De manière rétroactive cette fois, la « chambre obscure de Marly » où Madame de Maintenon et Madame des Ursins ont construit une intimité amicale au cours de 1705, est évoquée à sept reprises dans la correspondance avec la princesse. Souvenir partagé qui pourrait n’être qu’une façon convenue de réactiver le lien distendu par l’éloignement géographique et affectif, la « chambre obscure de Marly » apparaît bien plus profondément comme l’image nostalgique d’un espace perdu où pouvaient se nouer et se développer à la fois les charmes de la conversation spirituelle et piquante et les grâces de l’amitié. Ce qui est ainsi lié, associé à cet espace est un mode d’être, celui de la conversation aisée, souplement conduite de la raillerie à la méditation morale, capacités que Madame de Sévigné reconnaissait déjà à la jeune veuve Scarron lorsqu’elle déclarait en 1672 : « C’est un plaisir de l’entendre raisonner sur les agitations d’un certain pays qu’elle connaît bien, les désespoirs […], les noirs chagrins ou les tristes ennuis des dames de Saint-Germain […]. C’est une plaisante chose que de l’entendre causer sur tout cela. Ces discours nous mènent quelquefois bien loin, de moralité en moralité, tantôt chrétienne, et tantôt politique… » Espaces réels parfois péniblement vécus, ou espaces intimes nostalgiquement revisités ou rêvés, tels que les lettres de Madame de Maintenon les suggère, sont autant d’indices de cette longue histoire de la vie privée pour laquelle l’articulation du XVIIe et du XVIIIe siècles constitue une étape importante.

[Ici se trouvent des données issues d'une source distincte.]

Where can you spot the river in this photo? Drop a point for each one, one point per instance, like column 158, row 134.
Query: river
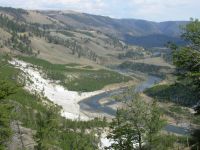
column 92, row 104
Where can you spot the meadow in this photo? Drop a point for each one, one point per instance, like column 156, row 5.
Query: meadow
column 76, row 77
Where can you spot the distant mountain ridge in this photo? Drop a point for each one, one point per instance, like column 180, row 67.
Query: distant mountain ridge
column 132, row 31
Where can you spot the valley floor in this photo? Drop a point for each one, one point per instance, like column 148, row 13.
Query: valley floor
column 68, row 100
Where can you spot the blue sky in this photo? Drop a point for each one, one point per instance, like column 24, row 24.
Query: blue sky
column 155, row 10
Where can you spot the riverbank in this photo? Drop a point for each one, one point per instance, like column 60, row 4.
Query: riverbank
column 68, row 100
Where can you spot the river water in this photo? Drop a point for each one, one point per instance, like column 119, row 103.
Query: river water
column 92, row 104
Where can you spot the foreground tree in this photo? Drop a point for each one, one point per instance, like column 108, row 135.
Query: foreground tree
column 187, row 58
column 136, row 125
column 187, row 61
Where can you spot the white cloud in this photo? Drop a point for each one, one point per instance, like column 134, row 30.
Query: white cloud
column 141, row 9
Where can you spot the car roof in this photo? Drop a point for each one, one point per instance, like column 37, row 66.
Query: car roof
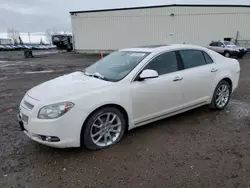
column 155, row 48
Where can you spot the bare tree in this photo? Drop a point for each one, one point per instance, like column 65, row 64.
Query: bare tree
column 49, row 33
column 13, row 34
column 41, row 41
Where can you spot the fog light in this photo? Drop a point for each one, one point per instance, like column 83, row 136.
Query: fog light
column 50, row 138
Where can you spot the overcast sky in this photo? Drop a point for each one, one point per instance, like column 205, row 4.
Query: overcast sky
column 39, row 15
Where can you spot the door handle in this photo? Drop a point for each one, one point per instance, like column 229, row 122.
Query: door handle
column 214, row 70
column 176, row 79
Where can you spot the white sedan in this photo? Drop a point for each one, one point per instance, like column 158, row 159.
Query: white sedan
column 126, row 89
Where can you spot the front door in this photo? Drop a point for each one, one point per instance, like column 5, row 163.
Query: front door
column 156, row 97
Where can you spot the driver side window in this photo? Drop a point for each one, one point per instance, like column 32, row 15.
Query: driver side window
column 164, row 63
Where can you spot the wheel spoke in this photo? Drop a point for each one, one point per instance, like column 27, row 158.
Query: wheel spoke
column 96, row 134
column 224, row 88
column 106, row 129
column 113, row 119
column 105, row 139
column 116, row 125
column 97, row 126
column 115, row 131
column 108, row 117
column 99, row 138
column 109, row 135
column 99, row 119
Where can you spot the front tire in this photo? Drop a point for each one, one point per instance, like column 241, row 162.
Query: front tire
column 221, row 96
column 240, row 56
column 227, row 54
column 104, row 128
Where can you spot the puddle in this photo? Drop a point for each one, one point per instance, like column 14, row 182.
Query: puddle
column 38, row 72
column 239, row 109
column 3, row 78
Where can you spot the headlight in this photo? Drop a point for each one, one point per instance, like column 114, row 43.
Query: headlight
column 54, row 111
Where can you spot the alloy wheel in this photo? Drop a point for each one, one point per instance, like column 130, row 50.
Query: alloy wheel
column 222, row 96
column 106, row 129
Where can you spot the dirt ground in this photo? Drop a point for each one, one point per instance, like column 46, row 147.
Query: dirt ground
column 200, row 148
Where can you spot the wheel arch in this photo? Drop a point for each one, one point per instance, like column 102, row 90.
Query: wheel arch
column 119, row 107
column 229, row 81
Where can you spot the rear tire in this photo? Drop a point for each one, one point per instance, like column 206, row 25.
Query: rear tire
column 227, row 54
column 241, row 56
column 221, row 96
column 100, row 124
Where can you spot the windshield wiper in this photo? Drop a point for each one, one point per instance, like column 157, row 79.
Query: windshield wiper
column 96, row 75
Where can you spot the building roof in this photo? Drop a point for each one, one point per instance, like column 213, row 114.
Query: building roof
column 183, row 3
column 151, row 49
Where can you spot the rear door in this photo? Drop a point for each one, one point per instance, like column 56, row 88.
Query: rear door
column 156, row 97
column 198, row 75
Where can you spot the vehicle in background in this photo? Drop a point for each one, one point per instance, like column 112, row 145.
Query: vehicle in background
column 8, row 47
column 2, row 48
column 124, row 90
column 227, row 48
column 63, row 42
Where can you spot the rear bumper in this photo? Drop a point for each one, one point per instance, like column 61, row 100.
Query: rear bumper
column 237, row 53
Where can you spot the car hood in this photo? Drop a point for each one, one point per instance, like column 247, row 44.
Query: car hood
column 66, row 85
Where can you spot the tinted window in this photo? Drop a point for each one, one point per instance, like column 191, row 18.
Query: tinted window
column 220, row 44
column 164, row 63
column 214, row 44
column 192, row 58
column 116, row 65
column 207, row 58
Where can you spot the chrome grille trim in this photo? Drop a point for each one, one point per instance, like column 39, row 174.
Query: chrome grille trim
column 28, row 105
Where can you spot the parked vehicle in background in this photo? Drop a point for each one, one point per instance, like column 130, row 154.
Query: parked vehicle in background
column 63, row 42
column 227, row 48
column 124, row 90
column 2, row 48
column 8, row 47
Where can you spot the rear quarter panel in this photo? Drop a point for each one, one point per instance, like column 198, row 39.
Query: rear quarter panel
column 227, row 68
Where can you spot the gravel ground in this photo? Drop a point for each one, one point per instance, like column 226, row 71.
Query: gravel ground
column 200, row 148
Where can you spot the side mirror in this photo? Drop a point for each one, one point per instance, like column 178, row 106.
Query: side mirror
column 148, row 73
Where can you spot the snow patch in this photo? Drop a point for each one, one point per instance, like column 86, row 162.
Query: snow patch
column 38, row 72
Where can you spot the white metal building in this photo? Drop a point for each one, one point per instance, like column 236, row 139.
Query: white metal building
column 111, row 29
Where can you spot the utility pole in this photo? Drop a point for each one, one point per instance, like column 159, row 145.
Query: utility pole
column 29, row 36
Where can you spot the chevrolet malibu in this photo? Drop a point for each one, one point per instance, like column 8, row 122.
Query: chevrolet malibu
column 126, row 89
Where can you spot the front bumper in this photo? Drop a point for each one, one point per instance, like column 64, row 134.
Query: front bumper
column 66, row 128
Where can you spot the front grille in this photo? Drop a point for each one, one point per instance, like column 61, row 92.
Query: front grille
column 24, row 118
column 28, row 105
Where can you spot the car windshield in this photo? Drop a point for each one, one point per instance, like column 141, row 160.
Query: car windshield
column 227, row 43
column 116, row 65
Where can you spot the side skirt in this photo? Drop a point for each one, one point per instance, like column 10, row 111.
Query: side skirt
column 168, row 115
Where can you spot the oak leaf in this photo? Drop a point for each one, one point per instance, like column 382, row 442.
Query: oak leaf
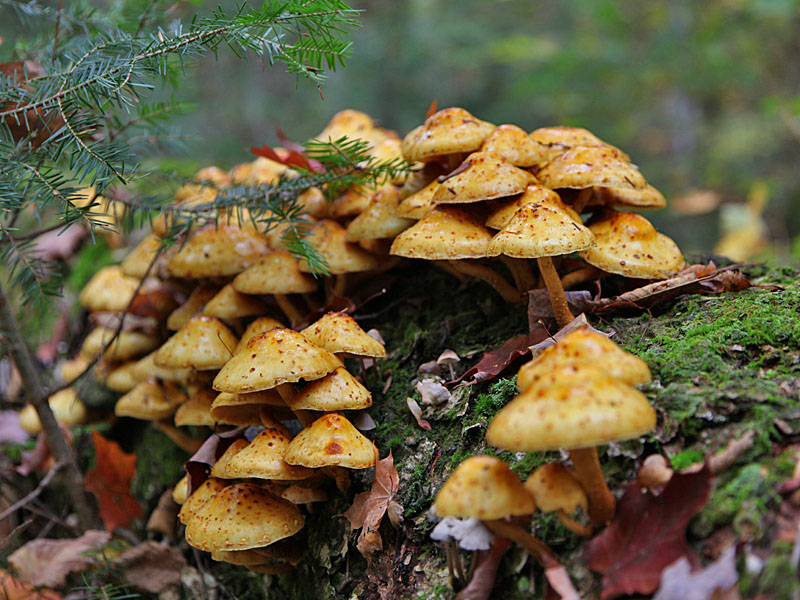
column 368, row 508
column 110, row 481
column 648, row 533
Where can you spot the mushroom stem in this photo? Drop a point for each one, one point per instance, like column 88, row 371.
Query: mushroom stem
column 288, row 308
column 521, row 270
column 578, row 529
column 557, row 297
column 590, row 476
column 507, row 291
column 537, row 548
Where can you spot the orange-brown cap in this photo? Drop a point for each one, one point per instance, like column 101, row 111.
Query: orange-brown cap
column 554, row 487
column 336, row 391
column 275, row 273
column 339, row 333
column 629, row 245
column 331, row 440
column 378, row 220
column 272, row 358
column 590, row 166
column 448, row 131
column 483, row 487
column 585, row 347
column 149, row 401
column 240, row 517
column 483, row 176
column 571, row 407
column 444, row 233
column 204, row 343
column 514, row 145
column 264, row 458
column 108, row 291
column 217, row 250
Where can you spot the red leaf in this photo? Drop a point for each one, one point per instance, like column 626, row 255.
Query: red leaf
column 647, row 534
column 110, row 481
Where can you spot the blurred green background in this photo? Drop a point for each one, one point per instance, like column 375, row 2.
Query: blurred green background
column 704, row 96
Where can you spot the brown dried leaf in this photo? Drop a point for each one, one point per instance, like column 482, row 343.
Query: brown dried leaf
column 48, row 562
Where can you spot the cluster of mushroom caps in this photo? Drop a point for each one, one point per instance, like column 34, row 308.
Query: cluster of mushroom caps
column 576, row 395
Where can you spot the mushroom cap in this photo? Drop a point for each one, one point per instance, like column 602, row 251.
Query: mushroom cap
column 272, row 358
column 533, row 194
column 331, row 440
column 196, row 410
column 418, row 204
column 217, row 251
column 554, row 487
column 483, row 487
column 339, row 333
column 584, row 347
column 264, row 458
column 648, row 197
column 329, row 238
column 590, row 166
column 67, row 408
column 193, row 305
column 232, row 304
column 260, row 325
column 149, row 401
column 378, row 220
column 514, row 145
column 109, row 290
column 338, row 390
column 541, row 229
column 240, row 517
column 128, row 344
column 275, row 273
column 482, row 176
column 571, row 407
column 448, row 131
column 204, row 343
column 137, row 262
column 629, row 245
column 444, row 233
column 199, row 497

C’est ici une voix féminine qui permet d’en suivre les traces dans la durée, en près de 60 années de correspondance : témoin d’une évolution que l’architecture de Versailles permettra de suivre au XVIIIe siècle avec les restructurations des appartements royaux en petits appartements, les lettres de Madame de Maintenon nouent ainsi, de manière prémonitoire dans l’histoire des mentalités, la revendication d’une forme de vie individuelle au sein du collectif, l’aspiration à une existence propre au sein du couple et plus profondément le rapport difficile à construire entre vie intérieure et vie sociale. Frémissement timide, espaces volés, entre Marly et Fontainebleau, la chambre pour lire, pour écrire, pour s’extraire de l’agitation constitue bien le contre point de la chambre ouverte à tous, toujours partagée, occupée, où tout est permanente distraction et montre combien se joue là une continuité anthropologique profonde entre les valeurs issues de la dévotion salésienne, l’aspiration à un sérieux féminin et à une existence autonome. La voix de Madame de Maintenon porte ainsi, en s’inscrivant dans une histoire de la longue durée, la revendication d’un nouvel espace, intime, que l’on pourrait appeler, sans référence anachronique à Virginia Woolf, et en donnant au mot « chambre » toute sa valeur sémantique classique, celui d’une chambre à soi.

Christine Mongenot,
Maître de conférences en littérature française Université de Cergy-Pontoise.